Research Seminar: Ceri Morgan

Event Date May 18, 2016 3:30 p.m. – 5 p.m.

Location – ATRiuM, Cinema (CA B205)

This event is free, but registration is required.

Writing Québec’s North Shore

As is well known, Québec’s Quiet Revolution sought to effect a break with the past; rejecting the pan-Canadian cultural nationalism bound up in the preservation of the French language, Catholicism and an attachment to the land. In embracing the city—specifically Montreal—the rising francophone technocrat middle-classes mobilised a discourse of ‘catching up’ with other (overly) industrialised nations. Montreal became the preferred setting for fiction and other forms of cultural production. As a result, with the exception of a small handful of works (e.g. Warwick 1968, Sing 1995), critical analyses of literary representations of spaces and places outside of this city were relegated to the occasional book chapter. However, since the publication of Samuel Archibald’s Arvida (2011), a short story collection set in Saguenay, there is a sense that hors-Montréal is becoming attractive to authors of recent fiction in Québec. This is underlined in a special issue of the journal, Liberté, entitled ‘Les régions à nos portes’ (April 2012). Here, Archibald identifies three trends with respect to what he refers to as ‘le néoterroir en littérature’; one of these being ‘une démontréalisation marquée de la littérature québécoise’ (Archibald 2012, 17, his italics). This paper, which is part of a wider project on fictional representations of Québec’s ‘regions’, looks at nordicité in a number of novels set on the North Shore of the Saint Lawrence River.

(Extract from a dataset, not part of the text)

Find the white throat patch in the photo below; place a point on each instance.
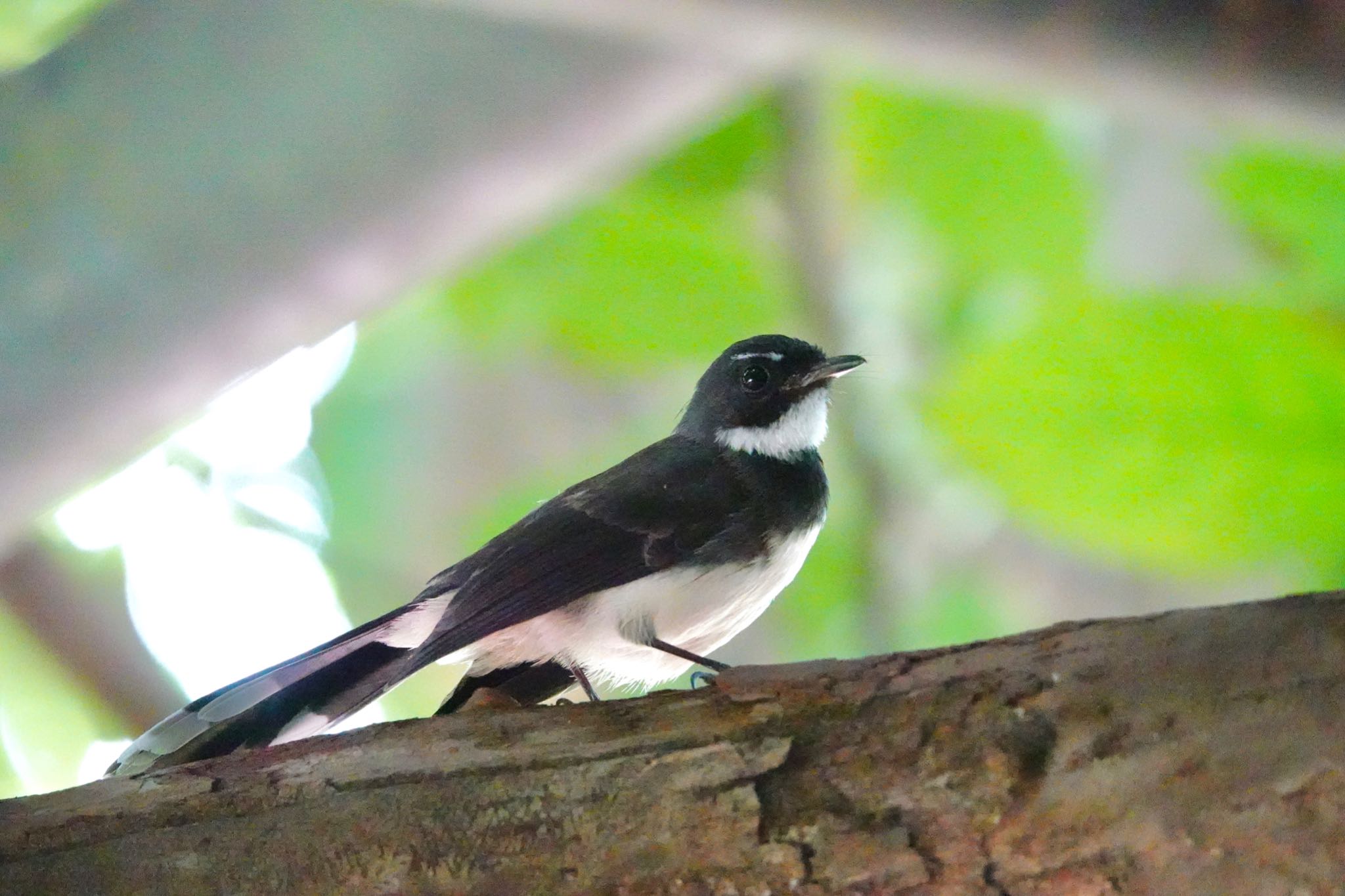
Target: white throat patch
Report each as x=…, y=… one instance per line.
x=802, y=427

Ceri Morgan is a Senior Lecturer at Keele University where she works on literary geographies in contemporary Québécois fiction. Her monograph, Mindscapes of Montréal: Québec’s Urban Novel, 1960-2005 (University of Wales Press, 2012) was supported by the AHRC. Her current project, Heartlands/Pays du cœur, looks at representations of spaces and places outside Montreal. She has begun work in participatory methods, using techniques such as walking interviews and geopoetics (walking and writing) workshops. A Leverhulme International Academic Fellowship enabled Ceri to receive appropriate training in these methodologies at Concordia University, Montreal during Summer 2014 and Spring 2015.